Why must studying history involve remembering a procession of dates, they are numbers and they all look the same and is it really important to remember that something happened on a certain date rather than what it happened before and after?
My daughter posted this comment on Facebook recently as she was studying for a history ‘interrogation’ on European History, in Italian. In the typical fashion of a visual learner, history as a subject at school is not her strong suit, she loves the stories but finds the details difficult.

It occurred to me that history is recalled in one of two (or perhaps more) ways. For some people the dates matter, they provide a structure to order things by. For others it is the sequence, not the actual dates, which matters. These people are the storytellers. Time may be a fluid concept for them but the details of the stories are readily remembered, one leading to the next.
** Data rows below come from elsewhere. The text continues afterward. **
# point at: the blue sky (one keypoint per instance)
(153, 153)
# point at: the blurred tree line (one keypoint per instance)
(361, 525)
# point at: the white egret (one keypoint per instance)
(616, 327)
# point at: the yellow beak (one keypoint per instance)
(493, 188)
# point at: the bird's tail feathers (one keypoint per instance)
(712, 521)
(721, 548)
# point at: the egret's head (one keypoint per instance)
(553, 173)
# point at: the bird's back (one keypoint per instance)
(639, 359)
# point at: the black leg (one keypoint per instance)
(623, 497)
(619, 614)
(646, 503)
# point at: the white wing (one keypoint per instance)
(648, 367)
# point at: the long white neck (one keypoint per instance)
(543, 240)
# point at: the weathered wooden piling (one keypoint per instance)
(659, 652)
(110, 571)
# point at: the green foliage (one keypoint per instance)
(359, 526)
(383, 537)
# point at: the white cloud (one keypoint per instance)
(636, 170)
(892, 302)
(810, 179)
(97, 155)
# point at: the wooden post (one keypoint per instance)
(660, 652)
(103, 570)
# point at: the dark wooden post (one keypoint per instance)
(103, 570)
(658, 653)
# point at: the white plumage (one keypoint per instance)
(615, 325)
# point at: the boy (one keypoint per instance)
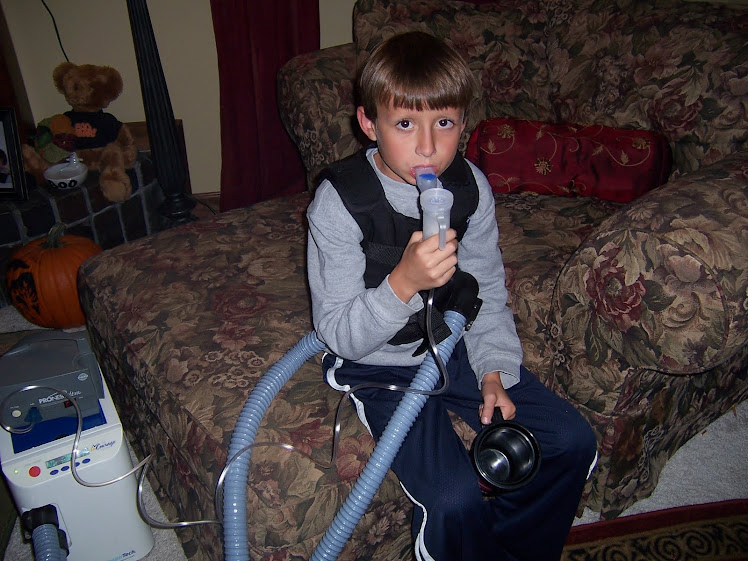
(368, 267)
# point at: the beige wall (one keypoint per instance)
(98, 32)
(335, 22)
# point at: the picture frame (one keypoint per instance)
(12, 177)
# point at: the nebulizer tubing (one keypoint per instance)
(236, 543)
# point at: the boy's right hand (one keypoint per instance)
(423, 265)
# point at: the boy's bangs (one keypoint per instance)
(422, 95)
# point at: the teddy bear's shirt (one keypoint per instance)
(93, 130)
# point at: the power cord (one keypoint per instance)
(57, 31)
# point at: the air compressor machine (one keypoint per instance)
(100, 523)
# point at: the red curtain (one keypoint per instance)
(253, 40)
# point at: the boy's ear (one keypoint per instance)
(366, 124)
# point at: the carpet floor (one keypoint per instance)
(707, 532)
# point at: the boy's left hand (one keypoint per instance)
(494, 395)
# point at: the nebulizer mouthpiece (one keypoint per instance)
(436, 203)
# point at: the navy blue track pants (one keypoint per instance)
(451, 518)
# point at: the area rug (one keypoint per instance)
(708, 532)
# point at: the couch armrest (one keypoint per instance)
(660, 285)
(316, 103)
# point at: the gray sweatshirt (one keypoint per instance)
(355, 322)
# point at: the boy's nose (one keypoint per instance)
(425, 146)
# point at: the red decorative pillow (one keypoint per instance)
(570, 160)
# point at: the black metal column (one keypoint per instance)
(159, 116)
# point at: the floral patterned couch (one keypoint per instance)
(636, 313)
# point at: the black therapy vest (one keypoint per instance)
(386, 232)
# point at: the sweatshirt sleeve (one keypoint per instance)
(492, 341)
(350, 319)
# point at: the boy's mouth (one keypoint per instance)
(426, 168)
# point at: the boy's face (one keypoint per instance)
(408, 139)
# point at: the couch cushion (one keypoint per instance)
(676, 67)
(571, 160)
(502, 42)
(537, 234)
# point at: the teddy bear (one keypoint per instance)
(101, 141)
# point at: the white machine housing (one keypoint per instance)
(101, 523)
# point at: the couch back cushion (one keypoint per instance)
(503, 43)
(680, 68)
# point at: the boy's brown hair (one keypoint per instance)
(415, 70)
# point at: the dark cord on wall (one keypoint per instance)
(57, 32)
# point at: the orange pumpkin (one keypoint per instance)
(42, 278)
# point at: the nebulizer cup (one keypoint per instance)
(436, 203)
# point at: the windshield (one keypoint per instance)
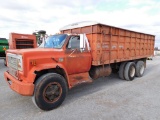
(55, 41)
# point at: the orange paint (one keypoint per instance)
(108, 45)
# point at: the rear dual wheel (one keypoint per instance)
(128, 71)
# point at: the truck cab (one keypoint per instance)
(46, 73)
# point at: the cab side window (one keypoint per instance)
(74, 42)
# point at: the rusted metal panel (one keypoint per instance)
(110, 44)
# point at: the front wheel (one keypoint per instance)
(50, 91)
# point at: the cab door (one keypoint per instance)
(77, 60)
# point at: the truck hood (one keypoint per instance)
(36, 52)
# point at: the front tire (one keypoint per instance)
(50, 91)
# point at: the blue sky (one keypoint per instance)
(26, 16)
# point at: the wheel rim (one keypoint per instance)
(141, 69)
(52, 92)
(132, 71)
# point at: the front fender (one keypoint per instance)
(49, 66)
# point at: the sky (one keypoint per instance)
(26, 16)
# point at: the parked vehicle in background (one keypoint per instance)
(22, 41)
(90, 51)
(3, 46)
(40, 36)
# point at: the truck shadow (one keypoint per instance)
(97, 85)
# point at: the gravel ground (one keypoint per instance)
(107, 98)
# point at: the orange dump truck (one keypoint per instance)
(81, 53)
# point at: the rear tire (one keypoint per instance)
(50, 91)
(140, 68)
(121, 70)
(130, 71)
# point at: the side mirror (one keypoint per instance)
(82, 42)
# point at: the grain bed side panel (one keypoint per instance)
(111, 44)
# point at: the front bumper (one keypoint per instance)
(22, 88)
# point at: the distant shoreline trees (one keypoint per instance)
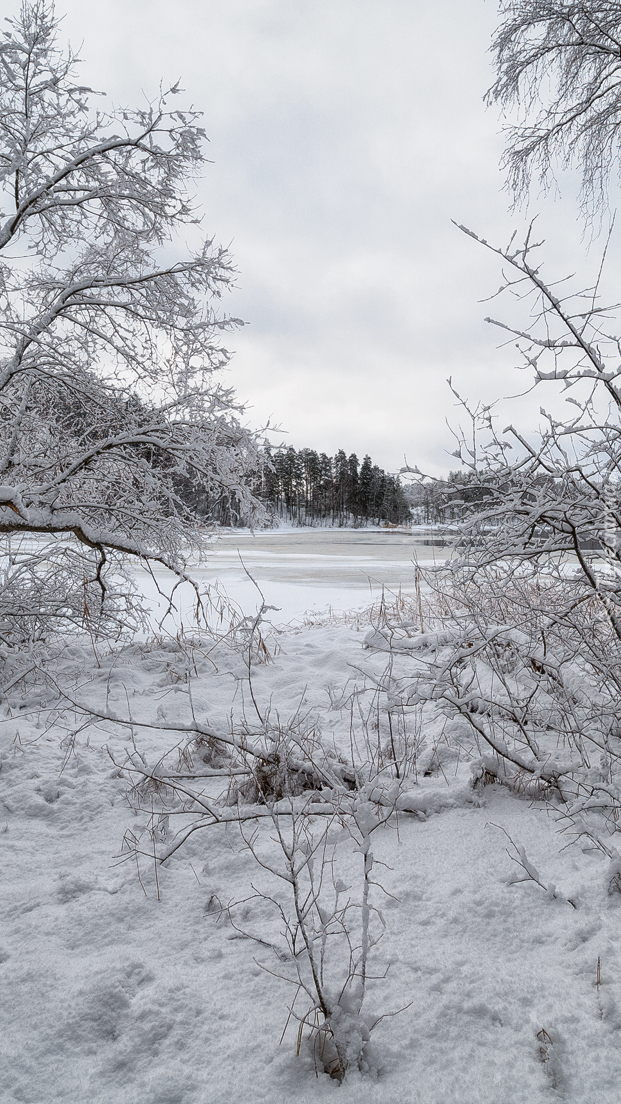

For generations storytelling was the way that wisdom, life lessons and history was passed from one generation to the next. In some cultures this continues today. School based education tends to focus on the details; remembering the dates and being able to recall them often takes a higher priority (and value) than ‘the story’. Will the push to ‘educate’ children in indigenous cultures where storytelling and the traditional culture is strong make their life ‘better’? *

Storytelling also provides an avenue for linking events in ways other than a strictly time sequenced order, for seeing the bigger picture. At a time when information can be accessed almost instantly, my feeling is that seeing the bigger picture and drawing the details and messagge together may be of more value in the long term. Which come to think of it, is a theme which also pops up in Dan Pink’s A Whole New Mind: Why Right Brainers Will Rule the World.